Besides soil erosion, the Vetiver System (VS) can reduce or even eliminate many types of natural disasters, including landslides, mud slides, road batter instability, and erosion (river banks, canals, coastlines, dikes, and earth-dam batters). Vetiver is very effective when planted closely in rows on the contour of slopes. Contour lines of vetiver can stabilize natural slopes, cut slopes and filled embankments. Its deep, rigorous root system helps stabilize the slopes structurally while its shoots disperse surface run-off, reduce erosion, and trap sediments to facilitate the growth of native species.

Characteristic of Vertiver Plant:

a. vetiver plants used in land stabilisation applications behave more like fast-growing trees or shrubs. Vetiver roots are, per unit area, stronger and deeper than tree roots.

b. Vetiver’s extremely deep and massive finely structured root system can extend down to two to three meters (six to nine feet) in the first year. On fill slope, many experiments show that this grass can reach 3.6m (12 feet) in 12 months. (Note that vetiver certainly does not penetrate deeply into the groundwater table. Therefore at sites with a high groundwater level, its root system may not extend as long as in drier soil). Vetiver’s extensive, and thick root system binds the soil which makes it very difficult to dislodge, and extremely tolerant to drought.
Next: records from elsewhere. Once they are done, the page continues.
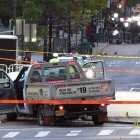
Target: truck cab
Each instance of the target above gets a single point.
(7, 92)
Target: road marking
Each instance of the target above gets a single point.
(105, 132)
(73, 133)
(135, 132)
(11, 135)
(42, 134)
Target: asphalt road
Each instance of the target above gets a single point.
(72, 131)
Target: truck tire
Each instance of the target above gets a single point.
(43, 119)
(12, 117)
(97, 121)
(41, 116)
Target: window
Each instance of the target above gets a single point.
(55, 73)
(94, 70)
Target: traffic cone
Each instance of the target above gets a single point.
(126, 115)
(136, 123)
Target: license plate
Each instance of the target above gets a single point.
(59, 112)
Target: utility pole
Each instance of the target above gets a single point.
(69, 37)
(14, 14)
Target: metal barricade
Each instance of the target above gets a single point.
(15, 68)
(4, 67)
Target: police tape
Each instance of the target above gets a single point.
(14, 60)
(58, 102)
(92, 55)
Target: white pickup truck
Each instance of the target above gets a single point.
(63, 81)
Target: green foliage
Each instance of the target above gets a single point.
(31, 12)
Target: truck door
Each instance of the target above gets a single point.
(94, 70)
(19, 83)
(6, 93)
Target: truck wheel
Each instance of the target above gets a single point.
(41, 116)
(97, 121)
(12, 117)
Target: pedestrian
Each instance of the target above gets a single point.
(54, 59)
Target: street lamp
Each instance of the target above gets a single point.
(116, 15)
(126, 24)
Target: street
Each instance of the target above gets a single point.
(69, 131)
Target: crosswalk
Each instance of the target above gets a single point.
(70, 133)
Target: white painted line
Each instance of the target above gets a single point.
(135, 132)
(11, 135)
(42, 134)
(73, 133)
(105, 132)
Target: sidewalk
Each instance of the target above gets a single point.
(123, 49)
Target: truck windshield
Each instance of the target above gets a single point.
(94, 70)
(55, 73)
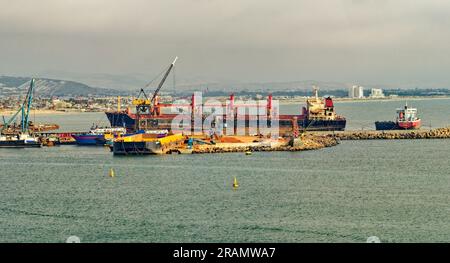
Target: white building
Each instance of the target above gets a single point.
(356, 92)
(376, 93)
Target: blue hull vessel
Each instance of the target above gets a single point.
(89, 139)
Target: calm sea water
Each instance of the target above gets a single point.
(396, 190)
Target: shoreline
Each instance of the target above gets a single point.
(47, 112)
(351, 100)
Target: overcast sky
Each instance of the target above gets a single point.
(378, 41)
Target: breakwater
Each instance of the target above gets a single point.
(440, 133)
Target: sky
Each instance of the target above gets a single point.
(357, 41)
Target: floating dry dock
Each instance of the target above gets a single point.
(145, 144)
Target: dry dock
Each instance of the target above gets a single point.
(306, 142)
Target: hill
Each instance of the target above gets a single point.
(51, 87)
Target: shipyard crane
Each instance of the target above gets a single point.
(24, 111)
(146, 105)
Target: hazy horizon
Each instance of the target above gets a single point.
(359, 41)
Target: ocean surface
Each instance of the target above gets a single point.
(396, 190)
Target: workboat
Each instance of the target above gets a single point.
(406, 119)
(98, 136)
(21, 140)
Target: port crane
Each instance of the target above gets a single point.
(144, 105)
(24, 110)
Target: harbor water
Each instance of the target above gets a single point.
(395, 190)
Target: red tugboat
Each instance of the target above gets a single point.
(406, 120)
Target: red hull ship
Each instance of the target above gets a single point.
(406, 120)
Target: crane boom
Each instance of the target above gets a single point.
(163, 80)
(24, 109)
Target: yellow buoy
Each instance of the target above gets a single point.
(111, 172)
(235, 183)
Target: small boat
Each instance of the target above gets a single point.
(406, 120)
(96, 136)
(21, 140)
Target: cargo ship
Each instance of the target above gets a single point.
(19, 141)
(318, 115)
(406, 120)
(98, 136)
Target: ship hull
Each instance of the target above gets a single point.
(322, 125)
(19, 144)
(89, 139)
(131, 148)
(390, 125)
(122, 119)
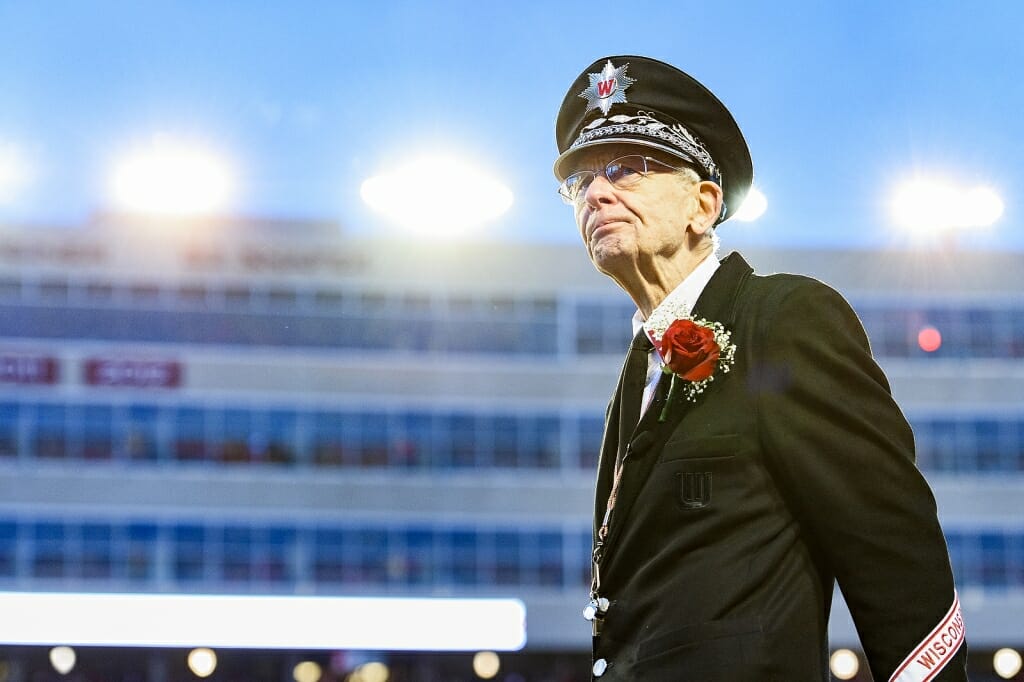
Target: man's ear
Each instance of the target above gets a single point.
(710, 200)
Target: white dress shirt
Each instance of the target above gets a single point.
(677, 304)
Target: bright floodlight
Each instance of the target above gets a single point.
(486, 665)
(171, 178)
(202, 662)
(1007, 664)
(753, 207)
(436, 195)
(262, 622)
(844, 664)
(13, 173)
(925, 206)
(62, 658)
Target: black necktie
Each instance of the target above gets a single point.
(634, 381)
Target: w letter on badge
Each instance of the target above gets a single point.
(694, 489)
(604, 88)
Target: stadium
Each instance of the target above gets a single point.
(274, 409)
(304, 371)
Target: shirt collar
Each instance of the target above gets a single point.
(679, 302)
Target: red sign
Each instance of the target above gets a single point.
(29, 370)
(132, 373)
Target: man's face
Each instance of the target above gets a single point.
(625, 228)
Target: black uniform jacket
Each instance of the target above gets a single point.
(738, 513)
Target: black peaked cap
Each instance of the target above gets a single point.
(640, 100)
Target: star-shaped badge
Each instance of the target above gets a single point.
(607, 88)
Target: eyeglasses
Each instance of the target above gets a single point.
(623, 172)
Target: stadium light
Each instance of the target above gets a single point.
(753, 207)
(439, 196)
(844, 664)
(202, 662)
(14, 173)
(169, 177)
(1007, 663)
(263, 622)
(925, 206)
(62, 658)
(486, 665)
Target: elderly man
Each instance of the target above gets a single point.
(753, 454)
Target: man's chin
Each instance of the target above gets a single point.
(608, 254)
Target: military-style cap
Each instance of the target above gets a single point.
(639, 100)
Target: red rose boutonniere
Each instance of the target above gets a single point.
(691, 350)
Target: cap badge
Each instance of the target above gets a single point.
(607, 88)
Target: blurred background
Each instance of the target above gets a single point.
(290, 307)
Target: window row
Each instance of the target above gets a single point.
(214, 434)
(150, 554)
(373, 331)
(284, 557)
(596, 329)
(327, 438)
(213, 296)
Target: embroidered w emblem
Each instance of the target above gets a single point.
(694, 489)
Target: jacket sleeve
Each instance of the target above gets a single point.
(843, 454)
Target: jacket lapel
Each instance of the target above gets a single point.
(717, 303)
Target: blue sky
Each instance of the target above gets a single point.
(839, 100)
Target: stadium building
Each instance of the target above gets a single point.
(273, 408)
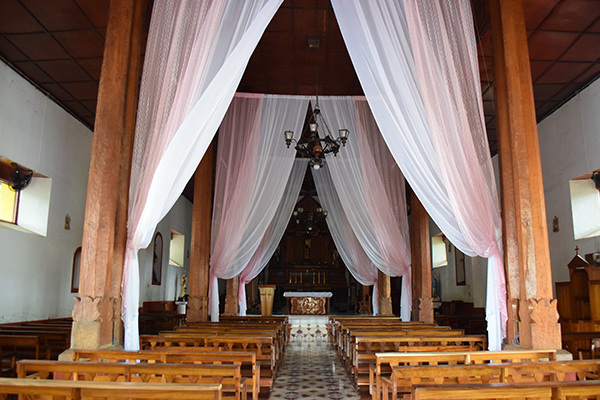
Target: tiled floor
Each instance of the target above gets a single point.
(310, 368)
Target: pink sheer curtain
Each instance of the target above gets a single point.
(381, 49)
(193, 64)
(253, 164)
(351, 252)
(275, 231)
(373, 205)
(444, 47)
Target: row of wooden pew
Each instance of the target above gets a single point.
(236, 365)
(379, 355)
(33, 339)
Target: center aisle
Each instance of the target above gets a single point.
(310, 368)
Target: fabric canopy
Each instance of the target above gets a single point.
(371, 190)
(253, 165)
(196, 54)
(274, 232)
(442, 162)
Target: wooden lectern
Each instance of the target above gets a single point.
(267, 293)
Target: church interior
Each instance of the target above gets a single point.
(306, 324)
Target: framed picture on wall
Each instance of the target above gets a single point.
(461, 279)
(157, 259)
(76, 270)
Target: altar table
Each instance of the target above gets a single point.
(308, 303)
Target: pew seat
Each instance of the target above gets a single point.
(76, 390)
(246, 360)
(404, 378)
(233, 386)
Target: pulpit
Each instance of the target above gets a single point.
(308, 303)
(267, 294)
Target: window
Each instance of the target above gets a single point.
(177, 249)
(76, 270)
(585, 206)
(9, 198)
(439, 254)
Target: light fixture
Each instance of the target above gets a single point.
(309, 219)
(596, 178)
(14, 175)
(313, 146)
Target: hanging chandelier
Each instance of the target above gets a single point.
(313, 146)
(309, 219)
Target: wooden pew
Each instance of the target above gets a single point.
(384, 362)
(539, 391)
(403, 378)
(10, 350)
(51, 343)
(491, 391)
(75, 390)
(275, 330)
(348, 339)
(263, 347)
(229, 376)
(247, 360)
(365, 348)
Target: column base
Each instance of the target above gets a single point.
(385, 307)
(231, 305)
(425, 310)
(197, 309)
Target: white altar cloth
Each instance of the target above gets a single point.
(307, 294)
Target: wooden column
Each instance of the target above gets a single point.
(532, 309)
(385, 294)
(197, 309)
(231, 299)
(96, 312)
(420, 246)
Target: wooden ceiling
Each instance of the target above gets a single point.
(59, 44)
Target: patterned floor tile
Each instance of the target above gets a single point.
(310, 368)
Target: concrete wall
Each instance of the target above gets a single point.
(569, 147)
(36, 271)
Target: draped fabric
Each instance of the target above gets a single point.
(440, 155)
(439, 31)
(274, 232)
(351, 252)
(371, 190)
(196, 54)
(253, 164)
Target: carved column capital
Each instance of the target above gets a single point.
(545, 329)
(87, 309)
(197, 309)
(385, 306)
(231, 305)
(425, 309)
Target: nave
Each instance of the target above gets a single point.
(310, 368)
(300, 357)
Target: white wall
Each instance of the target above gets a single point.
(37, 133)
(179, 219)
(569, 147)
(36, 271)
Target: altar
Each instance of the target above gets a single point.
(308, 303)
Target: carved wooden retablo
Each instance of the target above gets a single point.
(308, 305)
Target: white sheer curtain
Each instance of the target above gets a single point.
(356, 260)
(196, 54)
(274, 232)
(376, 208)
(252, 165)
(376, 34)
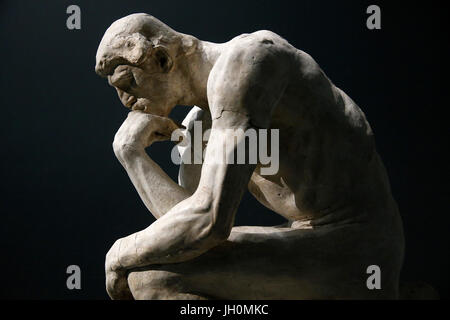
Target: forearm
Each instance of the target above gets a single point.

c. As strong or stronger than those of many hardwood species, vetiver roots have very high tensile strength that has been proven positive for root reinforcement in steep slopes.

d. These roots have a mean tested tensile strength of about 75 Mega Pascal (MPa), which is equivalent to 1/6 of mild steel reinforcement and a shear strength increment of 39% at a depth of 0.5m (1.5 feet).

e. Vetiver roots can penetrate a compacted soil profile such as hardpan and blocky clay pan common in tropical soils, providing a good anchor for fill and topsoil.

f. When planted closely together, vetiver plants form dense hedges that reduce flow velocity, spread and divert runoff water, and create a very effective filter that controls erosion. The hedges slow down the flow and spreads it out, allowing more time for water to soak into the ground.

g. Acting as a very effective filter, vetiver hedges help reduce the turbidity of surface run-off. Since new roots develop from nodes when buried by trapped sediment, vetiver continues to rise with the new ground level. Terraces form at the face of the hedges, this sediment should never be removed. The fertile sediment typically contains seeds of local plants, which facilitates their re-establishment.

h. Vetiver tolerates extreme climatic and environmental variation, including prolonged drought, flooding and submergence, and temperature extremes ranging from -14ºC to 55ºC (7º F to 131ºF) (Truong et al, 1996).

i. This grass re-grows very quickly following drought, frost, salt and other adverse soil conditions when the adverse effects are removed.

j. Vetiver displays a high level of tolerance to soil acidity, salinity, sodicity and acid sulfate conditions (Le van Du and Truong, 2003).